General-purpose web data processing library with IRI handling and MicroXML/XML processing

These details have been verified by PyPI

Project links

GitHub Statistics

Maintainers

uche

These details have not been verified by PyPI

Project description

Amara is a general-purpose web data processing library with IRI handling and MicroXML/XML processing

Features

IRI (Internationalized Resource Identifier) processing - Complete implementation for handling IRIs, including percent encoding/decoding, joining, splitting, and validation
MicroXML/XML parsing and processing - Simplified XML data model based on MicroXML, with support for full XML 1.0
HTML5 parsing - Parse HTML5 documents with modern html5lib-modern
XPath-like queries - MicroXPath support for querying XML documents
Command-line tool - microx for rapid XML/MicroXML processing and extraction

Installation

Requires Python 3.12 or later.

pip install amara

Or with uv (recommended):

uv pip install amara

You can also install directly from the latest source version:

git clone https://github.com/OoriData/Amara.git
cd Amara
pip install -U .

Quick Start

IRI Processing

from amara.iri import I, iri

# Create and manipulate IRIs
url = I('http://example.org/path/to/resource')
print(url.scheme)  # 'http'
print(url.host)    # 'example.org'

# Join relative paths with base URLs
joined = iri.join('http://example.org/a/b', '../c')
print(joined)  # 'http://example.org/a/c'

# Percent encoding/decoding
encoded = iri.percent_encode('hello world!')
print(encoded)  # 'hello%20world%21'

XML Processing

from amara.uxml import parse

SAMPLE_XML = '''<monty>
  <python spam="eggs">What do you mean "bleh"</python>
  <python ministry="abuse">But I was looking for argument</python>
</monty>'''

# Parse XML
root = parse(SAMPLE_XML)
print(root.xml_name)  # "monty"

# Access children and attributes
for child in root.xml_children:
    if hasattr(child, 'xml_attributes'):
        print(f'Element: {child.xml_name}')
        print(f'Spam attr: {child.xml_attributes.get('spam')}')
        print(f'Text: {child.xml_value}')

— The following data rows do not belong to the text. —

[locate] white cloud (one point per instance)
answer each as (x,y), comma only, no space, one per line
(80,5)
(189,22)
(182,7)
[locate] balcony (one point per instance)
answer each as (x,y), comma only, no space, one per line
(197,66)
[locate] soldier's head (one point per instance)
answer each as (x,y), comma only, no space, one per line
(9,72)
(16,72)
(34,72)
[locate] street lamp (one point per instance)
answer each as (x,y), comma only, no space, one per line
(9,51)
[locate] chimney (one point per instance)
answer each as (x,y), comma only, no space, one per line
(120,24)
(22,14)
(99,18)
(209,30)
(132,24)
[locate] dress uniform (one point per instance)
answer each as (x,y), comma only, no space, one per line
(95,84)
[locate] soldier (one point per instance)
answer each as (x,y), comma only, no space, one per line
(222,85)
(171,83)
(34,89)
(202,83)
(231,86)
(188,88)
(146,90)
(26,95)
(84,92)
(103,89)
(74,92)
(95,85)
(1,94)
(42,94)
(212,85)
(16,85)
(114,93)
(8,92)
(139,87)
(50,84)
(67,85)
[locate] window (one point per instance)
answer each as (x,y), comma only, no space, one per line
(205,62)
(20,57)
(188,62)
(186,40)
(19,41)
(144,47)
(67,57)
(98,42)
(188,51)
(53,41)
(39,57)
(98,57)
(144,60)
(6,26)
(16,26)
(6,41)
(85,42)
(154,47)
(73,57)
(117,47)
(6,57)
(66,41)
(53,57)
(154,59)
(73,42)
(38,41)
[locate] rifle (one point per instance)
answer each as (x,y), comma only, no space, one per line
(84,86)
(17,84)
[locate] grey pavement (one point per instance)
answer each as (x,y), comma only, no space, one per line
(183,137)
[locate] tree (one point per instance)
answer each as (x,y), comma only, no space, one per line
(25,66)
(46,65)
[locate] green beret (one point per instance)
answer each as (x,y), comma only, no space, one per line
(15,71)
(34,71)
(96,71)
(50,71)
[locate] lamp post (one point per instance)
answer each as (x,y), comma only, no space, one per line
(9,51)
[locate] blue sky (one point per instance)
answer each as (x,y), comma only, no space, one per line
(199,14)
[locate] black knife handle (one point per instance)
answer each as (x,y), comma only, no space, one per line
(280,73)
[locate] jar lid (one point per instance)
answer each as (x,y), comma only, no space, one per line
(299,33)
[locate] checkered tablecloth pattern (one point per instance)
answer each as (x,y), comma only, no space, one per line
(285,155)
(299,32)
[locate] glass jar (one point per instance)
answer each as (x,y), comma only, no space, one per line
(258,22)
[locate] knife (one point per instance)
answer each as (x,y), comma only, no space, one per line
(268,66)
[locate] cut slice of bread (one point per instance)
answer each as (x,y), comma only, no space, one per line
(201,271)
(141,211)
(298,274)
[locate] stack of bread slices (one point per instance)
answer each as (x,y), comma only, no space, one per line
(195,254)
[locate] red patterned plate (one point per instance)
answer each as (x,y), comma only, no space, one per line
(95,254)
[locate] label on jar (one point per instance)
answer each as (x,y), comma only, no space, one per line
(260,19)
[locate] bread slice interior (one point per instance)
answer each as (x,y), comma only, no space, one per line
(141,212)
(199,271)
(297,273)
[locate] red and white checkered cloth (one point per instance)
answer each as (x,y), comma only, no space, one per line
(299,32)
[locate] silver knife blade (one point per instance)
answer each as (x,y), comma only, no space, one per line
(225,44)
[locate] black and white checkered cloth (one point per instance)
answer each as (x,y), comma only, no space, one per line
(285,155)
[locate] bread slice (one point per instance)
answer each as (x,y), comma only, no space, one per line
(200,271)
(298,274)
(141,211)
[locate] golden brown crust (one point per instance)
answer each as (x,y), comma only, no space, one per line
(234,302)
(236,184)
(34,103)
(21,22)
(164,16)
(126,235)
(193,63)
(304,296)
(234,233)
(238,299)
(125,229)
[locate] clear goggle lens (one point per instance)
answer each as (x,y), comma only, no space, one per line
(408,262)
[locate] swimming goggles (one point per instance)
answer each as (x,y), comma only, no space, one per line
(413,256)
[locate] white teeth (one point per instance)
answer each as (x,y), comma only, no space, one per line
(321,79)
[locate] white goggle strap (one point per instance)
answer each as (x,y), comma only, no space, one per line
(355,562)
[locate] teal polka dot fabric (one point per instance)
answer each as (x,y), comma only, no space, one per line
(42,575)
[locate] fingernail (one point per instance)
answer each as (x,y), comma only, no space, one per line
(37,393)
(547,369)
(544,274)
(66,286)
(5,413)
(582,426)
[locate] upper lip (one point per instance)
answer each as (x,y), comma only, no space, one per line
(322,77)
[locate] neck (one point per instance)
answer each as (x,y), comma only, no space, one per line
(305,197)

# Iterate through all elements
for elem in root.xml_descendants():
    print(f'Found element: {elem.xml_name}')

"MicroXML?" What's that?

MicroXML is a W3C Community Project and spec. A lot of XML veterans, including Uche, Amara's founder, had become fed up with the levels of unnecessary complexity in the XML stack, including XML Namespaces, which charges a huge technical cost in order to solve an overstated problem. Amara implements the MicroXML data model, and allows you to parse into this from tradiional XML and the MicroXML serialization.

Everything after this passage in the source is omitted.